Après une journée où la pluie a glacé les os, Jérémy Roy a débuté sa récupération par un bain de cryothérapie à moins 120 degrés. Même pas froid, nous explique-t-il.

Le proverbe dit que chaque étape du Tour de France est une classique en elle-même. Alors suivant l'analogie, cette sixième étape avait tout de la course flandrienne du début de printemps, avec du vent et la pluie qui glace les os. On a roulé pendant 226 km avec des averses qui nous tombaient sur le coin du nez. Le final était nerveux sur un parcours casse-pattes: ça roulait vite dans le peloton et je me suis pris un petit coup de bordure. En résumé, je suis passé par la fenêtre. Je me suis retrouvé dans un groupe avec Sylvain Chavanel. Il n'était pas au mieux: il avait tellement mal à l'épaule qu'il ne pouvait pas se mettre en danseuse et ne pouvait même pas attraper ses barres dans la poche de son maillot. Il m'a même demandé un petit coup de main à un moment. Personnellement, j'avais encore les jambes un peu dures.

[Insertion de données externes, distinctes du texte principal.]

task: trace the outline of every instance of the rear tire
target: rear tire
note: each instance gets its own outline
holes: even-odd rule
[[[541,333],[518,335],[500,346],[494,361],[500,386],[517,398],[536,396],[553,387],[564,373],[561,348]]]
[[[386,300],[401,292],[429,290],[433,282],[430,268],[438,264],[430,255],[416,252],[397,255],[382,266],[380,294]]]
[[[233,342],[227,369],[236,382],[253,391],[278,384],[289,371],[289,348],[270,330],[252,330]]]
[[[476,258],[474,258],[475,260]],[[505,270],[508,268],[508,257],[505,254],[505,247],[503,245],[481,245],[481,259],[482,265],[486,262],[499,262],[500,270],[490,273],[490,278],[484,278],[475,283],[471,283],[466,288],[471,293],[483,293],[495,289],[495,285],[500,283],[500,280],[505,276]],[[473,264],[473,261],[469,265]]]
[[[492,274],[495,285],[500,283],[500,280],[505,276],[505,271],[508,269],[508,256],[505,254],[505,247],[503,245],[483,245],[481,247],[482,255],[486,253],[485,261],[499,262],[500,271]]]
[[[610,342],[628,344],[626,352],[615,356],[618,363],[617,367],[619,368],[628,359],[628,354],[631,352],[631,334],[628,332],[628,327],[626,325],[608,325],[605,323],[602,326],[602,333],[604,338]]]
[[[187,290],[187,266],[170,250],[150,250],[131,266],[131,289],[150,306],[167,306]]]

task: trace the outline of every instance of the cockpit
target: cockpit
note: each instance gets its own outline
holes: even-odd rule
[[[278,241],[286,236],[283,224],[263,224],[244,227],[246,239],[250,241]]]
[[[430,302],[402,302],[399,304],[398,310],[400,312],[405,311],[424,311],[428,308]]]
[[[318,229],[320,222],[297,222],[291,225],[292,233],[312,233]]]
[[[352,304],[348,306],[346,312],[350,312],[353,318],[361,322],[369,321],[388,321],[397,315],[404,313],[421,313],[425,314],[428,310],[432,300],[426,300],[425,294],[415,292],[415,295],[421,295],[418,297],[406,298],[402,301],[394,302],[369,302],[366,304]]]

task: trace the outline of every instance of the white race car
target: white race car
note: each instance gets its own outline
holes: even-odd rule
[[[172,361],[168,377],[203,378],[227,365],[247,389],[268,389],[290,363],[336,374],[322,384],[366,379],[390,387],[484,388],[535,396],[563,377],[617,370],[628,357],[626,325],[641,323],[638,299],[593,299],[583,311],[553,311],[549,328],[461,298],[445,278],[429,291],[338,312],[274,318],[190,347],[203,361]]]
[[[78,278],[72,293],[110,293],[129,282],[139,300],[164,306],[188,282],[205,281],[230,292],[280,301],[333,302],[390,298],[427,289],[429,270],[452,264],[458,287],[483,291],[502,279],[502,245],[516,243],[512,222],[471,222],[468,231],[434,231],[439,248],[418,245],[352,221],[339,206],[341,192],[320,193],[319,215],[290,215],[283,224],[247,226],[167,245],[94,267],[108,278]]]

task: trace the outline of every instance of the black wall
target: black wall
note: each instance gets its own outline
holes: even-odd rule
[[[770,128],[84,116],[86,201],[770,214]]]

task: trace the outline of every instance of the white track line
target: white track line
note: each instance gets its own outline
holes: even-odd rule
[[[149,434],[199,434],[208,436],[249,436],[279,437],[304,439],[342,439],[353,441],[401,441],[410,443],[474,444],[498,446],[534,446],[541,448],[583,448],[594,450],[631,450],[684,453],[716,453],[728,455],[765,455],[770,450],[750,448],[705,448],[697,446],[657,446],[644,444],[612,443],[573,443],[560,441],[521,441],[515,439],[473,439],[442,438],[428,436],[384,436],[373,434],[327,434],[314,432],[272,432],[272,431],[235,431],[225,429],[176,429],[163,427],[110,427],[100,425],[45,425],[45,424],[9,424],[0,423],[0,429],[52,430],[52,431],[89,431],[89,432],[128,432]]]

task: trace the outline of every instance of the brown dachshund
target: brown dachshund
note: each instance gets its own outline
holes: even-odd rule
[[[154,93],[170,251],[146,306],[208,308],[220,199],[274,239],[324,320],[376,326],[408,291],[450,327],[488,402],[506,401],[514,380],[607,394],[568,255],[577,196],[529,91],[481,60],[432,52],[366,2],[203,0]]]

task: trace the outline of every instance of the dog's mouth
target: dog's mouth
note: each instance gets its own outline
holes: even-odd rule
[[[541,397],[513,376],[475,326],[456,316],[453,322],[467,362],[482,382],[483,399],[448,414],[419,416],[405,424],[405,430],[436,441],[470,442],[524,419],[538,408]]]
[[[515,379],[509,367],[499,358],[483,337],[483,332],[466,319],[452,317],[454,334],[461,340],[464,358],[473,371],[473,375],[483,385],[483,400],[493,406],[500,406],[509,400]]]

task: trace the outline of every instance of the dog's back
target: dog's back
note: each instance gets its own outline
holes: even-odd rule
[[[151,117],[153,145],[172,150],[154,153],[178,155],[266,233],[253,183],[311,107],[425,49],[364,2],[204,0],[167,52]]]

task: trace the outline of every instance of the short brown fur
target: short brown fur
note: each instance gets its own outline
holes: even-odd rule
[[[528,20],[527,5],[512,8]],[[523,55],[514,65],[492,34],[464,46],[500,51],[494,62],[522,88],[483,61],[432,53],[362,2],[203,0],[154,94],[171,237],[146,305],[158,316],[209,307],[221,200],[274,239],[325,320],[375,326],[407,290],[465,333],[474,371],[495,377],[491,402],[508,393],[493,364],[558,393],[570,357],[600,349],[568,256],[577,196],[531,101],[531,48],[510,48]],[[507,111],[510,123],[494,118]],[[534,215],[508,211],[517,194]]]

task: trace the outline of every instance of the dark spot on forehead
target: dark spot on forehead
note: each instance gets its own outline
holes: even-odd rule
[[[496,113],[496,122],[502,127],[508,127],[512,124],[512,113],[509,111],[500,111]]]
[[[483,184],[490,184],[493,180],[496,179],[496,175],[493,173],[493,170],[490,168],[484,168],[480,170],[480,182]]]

Dans un sarcophage à moins 120 degrés

Cela peut paraître paradoxal mais après avec cette journée dans le froid, je me suis jeté dans un bain à moins 120 degrés. C'est notre nouvelle méthode de récupération qui rappelle des expériences de science fiction: la cryothérapie. C'est un outil que j'ai essayé pour la première fois l'année dernière et qui est à la disposition de l'équipe depuis notre stage d'avant-Tour en juin. En résumé, on entre dans un sarcophage installé dans une camionnette et on s'offre trois minutes de bain dans un air asséché et refroidi aux vapeurs d'azote liquide. La température qui apparaît sur le thermostat fait peur mais cela n'a rien à voir avec un climat polaire: l'air est sec et c'est moins violent qu'un bain glacé (ce que je n'ai jamais fait) ou qu'une douche écossaise. Je reconnais que la dernière minute de séance attaque un peu la peau mais j'en sors sans chair de poule. Avec une sensation d'être anesthésié qui peut préparer le massage.

Cela ne remplacera jamais un massage mais cela peut être un excellent complément. Toutes les équipes pourraient s'y intéresser puisque l'UCI interdit depuis le Giro toutes les injections, y compris pour les produits de récupération. On sait déjà que le froid est très efficace pour la récupération en cas de blessures et traumatismes. C'est l'effet poche de glace. Ces séances qu'on suit le soir ou le matin permettent de baisser la température interne du corps en cas de forte chaleur, de faciliter l'endormissement le soir, voire de renforcer les défenses immunitaires et de tomber malade moins souvent. Dans une démarche curieuse, je prends mon bain d'azote refroidi j'attends les effets visibles sur trois semaines. Pour en finir avec la mécanique, pendant que le circuit de refroidissement tourne à plein régime, le bus de notre équipe est en panne. Bilan du mécanicien: potentiomètre de l'accélérateur en panne. Dans le pire des cas, nous ferons le briefing vendredi matin dans le coffre des voitures. A côté des bonnes vieilles glacières.